Sometimes the simplest things are hardest to work out. Let’s say I have a DataFrame created from a parquet file which can have nullable columns that are of a certain type - in this example that is Int. The reason I chose Int particularly is that it is not a trivial case i.e. it doesn’t accept nulls as values. The problem that arises is that the DataFrame can have IntegerType specified for the schema and still contain nulls. I need to think of something that reflects the fact that I’m getting Int and null in the same type or else I will get a runtime exception for wrong input type. Tackling this is the goal of this post. On a side note - String is trivial since it works with nulls - no need for magic there.

The first solution to the problem is hideous. I don’t like it but it works. I know that the following could be done with an implicit, but I don’t like them since they are hard to trace in a bigger code base.

The first step is to set the input of the UDF to be Any.

def foo: (Any => Int) = (a: Any) => toInt(a) / 100000

val toFoo = udf(foo)

After that the most important thing happens in the toInt function. Since I have a val of type Any that may contain a null, I wrap that in an Option. After that I proceed to set a default value. Since I’m specifying Int and Any as types, the compiler will try and resolve the first common type in the type tree - that is Any - I need to cast the result to Int.

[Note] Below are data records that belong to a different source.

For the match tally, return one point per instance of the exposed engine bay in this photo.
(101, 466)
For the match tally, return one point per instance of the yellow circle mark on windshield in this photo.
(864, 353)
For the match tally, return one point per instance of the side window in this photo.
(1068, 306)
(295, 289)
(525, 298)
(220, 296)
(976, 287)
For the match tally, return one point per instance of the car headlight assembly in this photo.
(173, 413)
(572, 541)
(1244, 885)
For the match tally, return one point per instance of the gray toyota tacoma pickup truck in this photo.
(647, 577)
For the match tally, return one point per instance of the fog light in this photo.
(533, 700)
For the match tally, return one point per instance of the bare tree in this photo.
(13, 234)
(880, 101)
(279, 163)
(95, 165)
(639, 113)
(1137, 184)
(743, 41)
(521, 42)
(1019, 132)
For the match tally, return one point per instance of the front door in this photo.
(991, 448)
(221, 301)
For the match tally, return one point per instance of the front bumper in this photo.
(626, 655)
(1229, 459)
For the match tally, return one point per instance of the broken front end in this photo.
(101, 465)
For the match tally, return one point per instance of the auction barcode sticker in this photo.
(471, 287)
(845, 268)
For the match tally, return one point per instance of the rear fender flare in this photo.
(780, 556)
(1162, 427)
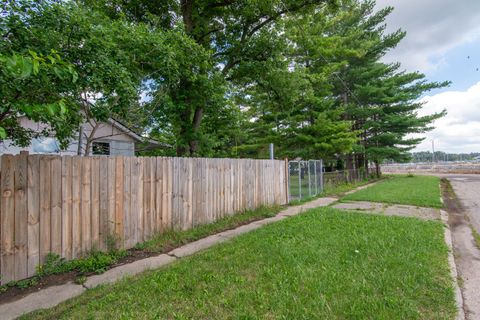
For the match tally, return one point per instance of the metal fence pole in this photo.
(321, 175)
(309, 180)
(300, 179)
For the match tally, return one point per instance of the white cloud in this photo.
(433, 28)
(459, 130)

def toInt(v: Any): Int = Option(v).getOrElse(0).asInstanceOf[Int]
val outDf = dfParquet
    .withColumn("foo_column", toFoo('a))
    .select("a","b","foo_column")
    .show()

Phew! As I said this is not bullet-proof. The reason is that I use Any, I’ve opened the door to all types so if I pass a String, let’s say, the asInstanceOf will fail during execution.

Luckily the solution is quite simple. Just use Java’s Integer boxed primitive. It is a perfect candidate for the case. This means no conversions from Any, no opening of Pandora’s Any box. If you need to make better sense of the null value you can leverage on the Option class.

def foo: (Integer => Option[Integer]) = (i: Integer) => Option(i).map(_ + 1)